Question for all your pros.....I have a bear mount and noticed some hair on the wood that it's mounted to. Upon further investigation, it looks like a small spot under the chin has opened (lack of hair) up a bit. I have heard before, that bugs will eat the hair if its not propely taken care of...Any words of wisdom? Is it stoppable? Also seems to be some little white "things" in the area....these bug droppings?

Thanks, 
Adam


----------



## Mitchell Ulrich (Sep 10, 2007)

I really cant tell from the photo if you've got a bug problem or not. 

Until you know whats up for sure, segregate this mount immediately. Bugs have a nasty habit of spreading through out the game room destroying all that they comes in contact with ! Seal it up in a trash bag if possible. If it is from bugs and the mount has been around for a long time, then it could be real bad. Thats why We/I always stress the importance of cleaning ALL of your mounts on a regular basis! Any potential bug problems will be caught (and sometimes even prevented) before disaster strikes.

Somehow, I have a feeling that it could just be a bald spot, which is not all that uncommon in this area. Are you absolutely positive this spot was not there before? You might have just now noticed it and are starting to freak out.

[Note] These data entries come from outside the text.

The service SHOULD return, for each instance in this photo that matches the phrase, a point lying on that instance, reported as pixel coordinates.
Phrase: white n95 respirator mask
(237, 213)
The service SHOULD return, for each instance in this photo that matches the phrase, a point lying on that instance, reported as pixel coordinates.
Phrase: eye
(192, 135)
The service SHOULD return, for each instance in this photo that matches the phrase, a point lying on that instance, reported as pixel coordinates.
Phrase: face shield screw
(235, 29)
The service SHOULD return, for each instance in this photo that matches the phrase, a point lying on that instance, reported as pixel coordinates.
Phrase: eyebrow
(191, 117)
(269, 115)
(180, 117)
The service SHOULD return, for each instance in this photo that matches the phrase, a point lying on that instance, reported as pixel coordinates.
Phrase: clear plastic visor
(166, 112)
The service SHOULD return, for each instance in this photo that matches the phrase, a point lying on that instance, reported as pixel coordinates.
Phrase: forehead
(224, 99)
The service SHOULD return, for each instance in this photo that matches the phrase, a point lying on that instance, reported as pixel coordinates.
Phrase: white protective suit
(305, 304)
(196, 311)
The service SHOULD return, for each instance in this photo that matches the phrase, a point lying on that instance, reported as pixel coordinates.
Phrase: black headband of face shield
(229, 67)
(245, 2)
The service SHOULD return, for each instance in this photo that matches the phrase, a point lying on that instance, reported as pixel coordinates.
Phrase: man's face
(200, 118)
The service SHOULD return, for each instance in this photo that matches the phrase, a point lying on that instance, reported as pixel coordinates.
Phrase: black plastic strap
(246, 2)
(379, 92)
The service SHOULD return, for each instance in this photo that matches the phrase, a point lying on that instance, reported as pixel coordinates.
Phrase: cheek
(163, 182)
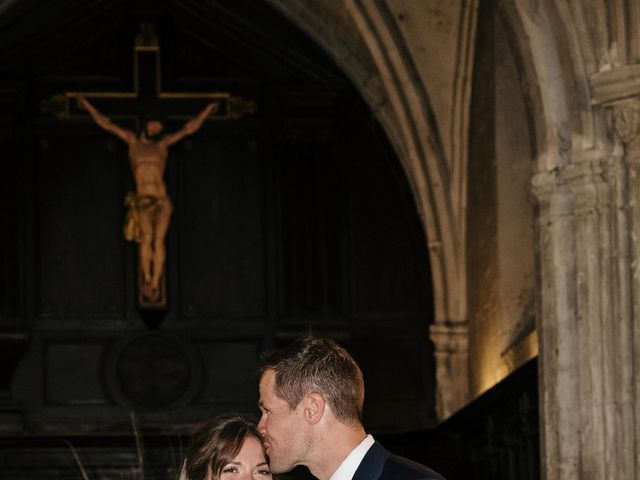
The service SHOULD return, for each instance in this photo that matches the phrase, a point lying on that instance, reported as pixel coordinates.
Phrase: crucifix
(149, 208)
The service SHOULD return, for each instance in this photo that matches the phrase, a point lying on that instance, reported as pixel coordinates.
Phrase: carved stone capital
(451, 341)
(626, 120)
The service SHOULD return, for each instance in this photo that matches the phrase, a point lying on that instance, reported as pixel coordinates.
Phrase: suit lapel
(372, 464)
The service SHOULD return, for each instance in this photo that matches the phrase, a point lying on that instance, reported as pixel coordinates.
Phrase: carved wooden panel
(312, 236)
(221, 213)
(73, 373)
(80, 250)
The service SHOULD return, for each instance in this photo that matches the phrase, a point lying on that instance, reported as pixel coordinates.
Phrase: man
(150, 208)
(311, 398)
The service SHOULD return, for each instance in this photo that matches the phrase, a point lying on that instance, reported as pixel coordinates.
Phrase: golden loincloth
(135, 203)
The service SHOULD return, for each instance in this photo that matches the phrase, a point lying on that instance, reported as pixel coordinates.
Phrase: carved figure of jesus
(148, 153)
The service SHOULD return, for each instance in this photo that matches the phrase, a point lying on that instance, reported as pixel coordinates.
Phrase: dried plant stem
(78, 461)
(139, 445)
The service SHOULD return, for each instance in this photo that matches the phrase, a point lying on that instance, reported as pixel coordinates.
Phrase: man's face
(283, 430)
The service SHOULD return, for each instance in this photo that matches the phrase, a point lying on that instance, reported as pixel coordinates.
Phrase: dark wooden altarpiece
(294, 218)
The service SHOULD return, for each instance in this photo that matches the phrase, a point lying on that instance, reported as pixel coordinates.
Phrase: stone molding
(451, 342)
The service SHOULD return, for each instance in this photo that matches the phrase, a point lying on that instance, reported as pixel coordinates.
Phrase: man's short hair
(314, 364)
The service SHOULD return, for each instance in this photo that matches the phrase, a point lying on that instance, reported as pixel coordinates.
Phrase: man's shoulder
(398, 467)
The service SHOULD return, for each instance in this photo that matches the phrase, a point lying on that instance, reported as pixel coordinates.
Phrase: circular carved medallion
(152, 371)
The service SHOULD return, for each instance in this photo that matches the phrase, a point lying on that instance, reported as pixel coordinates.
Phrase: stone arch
(366, 42)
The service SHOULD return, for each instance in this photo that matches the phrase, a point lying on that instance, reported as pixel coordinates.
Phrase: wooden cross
(147, 95)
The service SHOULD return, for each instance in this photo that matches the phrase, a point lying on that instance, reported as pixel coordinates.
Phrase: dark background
(295, 219)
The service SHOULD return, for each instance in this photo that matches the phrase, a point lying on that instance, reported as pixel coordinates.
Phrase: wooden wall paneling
(79, 194)
(222, 242)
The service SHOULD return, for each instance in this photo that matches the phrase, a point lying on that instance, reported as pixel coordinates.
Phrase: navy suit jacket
(380, 464)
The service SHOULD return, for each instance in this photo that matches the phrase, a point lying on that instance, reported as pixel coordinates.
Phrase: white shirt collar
(350, 464)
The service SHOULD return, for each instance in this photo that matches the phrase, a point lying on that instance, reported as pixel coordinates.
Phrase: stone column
(626, 116)
(557, 329)
(586, 322)
(451, 342)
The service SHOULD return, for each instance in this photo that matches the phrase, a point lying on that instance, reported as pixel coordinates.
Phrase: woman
(226, 448)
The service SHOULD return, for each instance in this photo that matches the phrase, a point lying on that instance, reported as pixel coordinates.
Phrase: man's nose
(262, 424)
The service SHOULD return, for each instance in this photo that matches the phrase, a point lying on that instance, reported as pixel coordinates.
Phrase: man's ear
(314, 407)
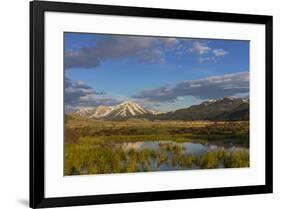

Does the hair feel silky or unnaturally course and rough? Gently tug on the hair around this spot and if it comes out in small clumps, then you've got bugs. If its just a few hairs that come out or none at all, chances are good that it's a place where the rotary knife dug just a little to deep and cut through the hair follicles on the flesh side while the skin was being shaved down. IF this is the case, it's an easy fix. Stop bye your Taxi's place and he can dye it in about 5 minuets. Before you think that he did something wrong, *ALL* Bears have places where skin dye is required.

Hope this helped.

Mitch


----------



## Superhog (Jun 24, 2003)

Thanks for the info Mitch! I think that I will run it back by him and have him look at it.

Adam


----------